First, never have both length and width (i.e. area) of a shape change when actually the variable is only linked to the length of one side. If X is double Y but Y has four times as much colour on the page, you’re misleading your readers. This sort of distortion is sometimes referred to as a “lie factor“, and is often assumed to be a deliberate attempt to mislead and exaggerate differences.
If you use area as a measure I’d strongly recommend:
Knowing why you’re using area. By using area instead of a linear dimension like length, you:
- Sacrifice the ability to clearly see differences mathematically (you can’t easily say “look, that’s double the other one”)
- Invite your readers to view it in an intuitive everyday non-numerical way the way people, for example, compare sizes of pies in a shop. Less sophisticated, but more immediate. More gut, less head.
- Small differences between very similar numbers become almost invisible.
- When one variable is many many times smaller than another, the very small one doesn’t disappear as badly as it would in a bar chart, which can allow more flexibility in layouts.
Consider using circles for area, not squares, centre aligned:
- Circles because it doesn’t invite confusion with bar charts and similar. Height and width are less to the fore: it looks less like you’re inviting a height or width based comparison.
- Centre-aligned because it doesn’t invite people to compare heights
For example, above, it’s hard not to see the square labelled “5” as being three quarters the height of the square labelled “10”, so it’s potentially misleading.
The circles don’t invite this sort of comparison: it’s more of a gut-level, instant “That blob is rather a lot bigger than the next blob”.
There’s a variety of evidence from user testing to small-scale studies (will try to hunt some examples down later) that this sort of intuitive area-based comparison can be more engaging, can lower the barrier to entry to less engaged audiences, and can help keep the reader’s focus on the subject matter rather than the cold minutiae of the numbers.
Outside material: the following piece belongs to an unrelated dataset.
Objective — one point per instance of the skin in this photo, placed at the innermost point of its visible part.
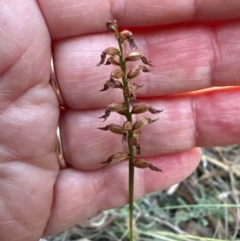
(199, 49)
But this comes at the cost of getting in the way of more numerically-minded analysis.
Don’t choose between one-dimension (length or distance) and two-dimension (area) for aesthetic reasons: choose between them based on your audience and message.
Which is more appropriate for the communication: instant gut-level comparisons at the level of “that’s much bigger”, or more considered numerical comparisons at the level of “that’s about 80% of the other one”?
Or are there practical reasons why you need to use area?
Then, when you’ve chosen for practical reasons, apply aesthetics.